This Washington Post editorial is

This Washington Post editorial is a classic of its genre. It begins by stating a thesis — that Presdent Bush has squandered a golden opportunity to capitalize on the sympathy we received after September 11 by stengthening U.S. relations with much of the world. It then demonstrates its sophistication and fair-mindedness by acknowledging the objections to its thesis. Here, these objections include (1) the fact that we have strengthened our relations with the countries that we most needed support from in order to wage the war against terrorism and (2) the fact that the countries that we haven’t strenghtened our relations with are ones like Germany that “have failed to fully face the threats to Western security revealed by 9/11 and instead cynically have lapsed into exploiting the anti-American resentment always latent in their countries.” But despite the force of these objections — which one might have expected to end the discussion — the Post concludes by unabashedly reasserting its thesis: “It is hard not to conclude that the administration has failed to take full advantage of a rare international opportunity.”

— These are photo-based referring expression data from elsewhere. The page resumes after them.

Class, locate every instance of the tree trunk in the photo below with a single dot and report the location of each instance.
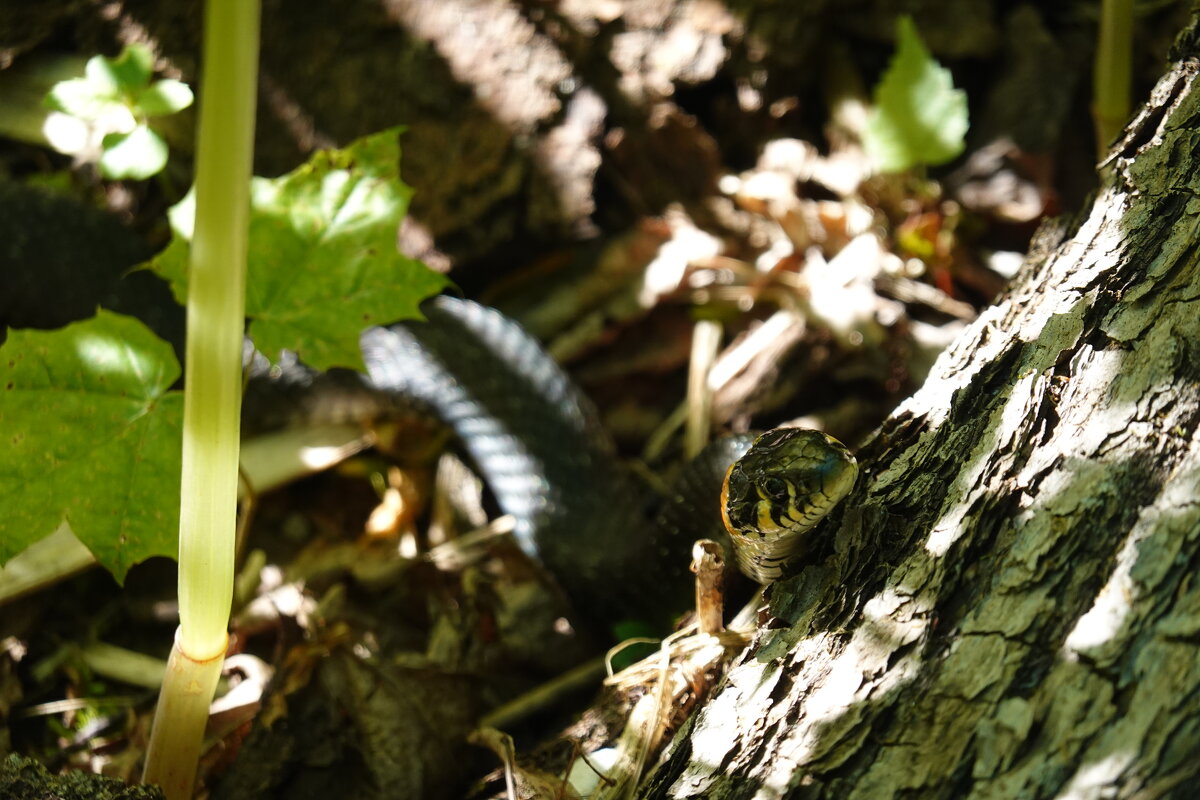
(1012, 608)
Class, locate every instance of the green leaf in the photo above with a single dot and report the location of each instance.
(82, 98)
(124, 74)
(136, 155)
(163, 97)
(919, 118)
(91, 435)
(323, 260)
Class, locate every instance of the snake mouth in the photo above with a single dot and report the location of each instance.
(781, 488)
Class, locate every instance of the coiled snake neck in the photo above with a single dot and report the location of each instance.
(537, 441)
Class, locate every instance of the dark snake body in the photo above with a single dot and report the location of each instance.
(538, 443)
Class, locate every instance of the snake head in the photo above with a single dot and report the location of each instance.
(779, 489)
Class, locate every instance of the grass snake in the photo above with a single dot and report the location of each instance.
(537, 441)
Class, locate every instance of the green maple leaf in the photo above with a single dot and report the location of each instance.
(90, 435)
(323, 260)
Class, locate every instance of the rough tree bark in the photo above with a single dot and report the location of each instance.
(1012, 607)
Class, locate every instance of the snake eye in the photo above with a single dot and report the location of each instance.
(775, 488)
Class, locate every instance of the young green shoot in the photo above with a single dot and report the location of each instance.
(1111, 78)
(213, 392)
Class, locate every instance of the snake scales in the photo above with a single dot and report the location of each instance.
(537, 441)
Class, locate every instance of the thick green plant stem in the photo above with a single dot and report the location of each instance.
(1113, 72)
(183, 711)
(213, 389)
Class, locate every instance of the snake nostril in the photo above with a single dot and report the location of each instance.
(775, 488)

The Post fails to explain how President Bush could have pursued the war on terrorism to the full extent necessary while at the same time improving relations with nations that can’t or won’t “fully face the threats to Western security revealed by 9/11.” Can it be that for all of its sophistication, the Post is unable to grasp the notion that there might be a trade-off between protecting our security interests and improving relations with those who don’t care very much about those interests? Not likely. In Washington Post-speak, it is hard not to conclude that the Post is unable to resist the opportunity to assert its stock criticism of President Bush even when it knows better.